For purification, compute pI from sequence then choose buffer pH at least 1 unit away. Above pI, the protein is negatively charged and binds anion exchangers (Q, DEAE). Below pI, it binds cation exchangers (SP, CM). At pI itself, solubility drops and the protein may precipitate.

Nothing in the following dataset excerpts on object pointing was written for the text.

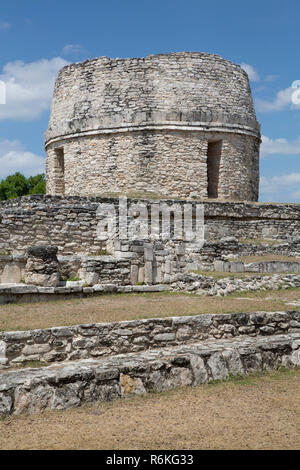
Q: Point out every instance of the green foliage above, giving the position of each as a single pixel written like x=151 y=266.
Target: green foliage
x=18 y=185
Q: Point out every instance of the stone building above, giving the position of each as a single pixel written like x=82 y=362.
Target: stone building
x=177 y=125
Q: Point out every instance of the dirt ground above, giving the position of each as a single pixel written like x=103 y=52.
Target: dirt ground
x=108 y=308
x=258 y=412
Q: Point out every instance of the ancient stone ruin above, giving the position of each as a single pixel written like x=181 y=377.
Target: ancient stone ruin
x=176 y=125
x=177 y=134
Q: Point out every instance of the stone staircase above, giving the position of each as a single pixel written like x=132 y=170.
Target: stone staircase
x=167 y=357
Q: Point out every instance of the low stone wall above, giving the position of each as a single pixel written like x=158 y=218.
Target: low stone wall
x=105 y=339
x=69 y=385
x=70 y=222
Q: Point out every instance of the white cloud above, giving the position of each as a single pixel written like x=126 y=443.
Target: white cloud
x=252 y=74
x=29 y=88
x=4 y=25
x=283 y=188
x=279 y=146
x=271 y=78
x=283 y=100
x=13 y=158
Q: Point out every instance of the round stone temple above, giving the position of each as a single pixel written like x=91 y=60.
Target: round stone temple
x=169 y=125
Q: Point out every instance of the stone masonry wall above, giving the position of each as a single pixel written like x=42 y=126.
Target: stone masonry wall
x=106 y=339
x=68 y=385
x=130 y=125
x=70 y=222
x=158 y=162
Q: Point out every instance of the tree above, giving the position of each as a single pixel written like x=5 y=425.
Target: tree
x=18 y=185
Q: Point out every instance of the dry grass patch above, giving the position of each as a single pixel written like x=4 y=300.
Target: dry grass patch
x=258 y=412
x=259 y=259
x=119 y=307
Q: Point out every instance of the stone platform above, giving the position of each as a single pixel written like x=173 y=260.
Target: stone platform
x=71 y=384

Common isoelectric point mistakes
The frequent errors:
- Wrong pKa pair — for acidic amino acids use COOH and side, not COOH and amino
- Missing termini — free N and C-termini contribute one charge each per chain
- Counting disulfide cysteines — Cys in a disulfide bond is not ionizable; subtract from count
- Ignoring blocked termini — N-acetylation removes the N-terminal amine
- Confusing isoelectric point with isoionic point — these differ at non-zero ionic strength
- Treating peptides like full proteins — short peptides need exact pKa, not averaged textbook values
Two-dimensional gel electrophoresis was the workhorse of early proteomics (1975 to 2005). The first dimension is isoelectric focusing in an immobilized pH gradient — proteins migrate to their pI and stop. The second dimension is SDS-PAGE by size. The combination resolves up to 10,000 individual proteins per gel, each appearing as a single spot at coordinates (pI, MW) unique to that polypeptide. Mass spectrometry has largely replaced 2D gels, but the IEF dimension is still essential when separating intact proteoforms.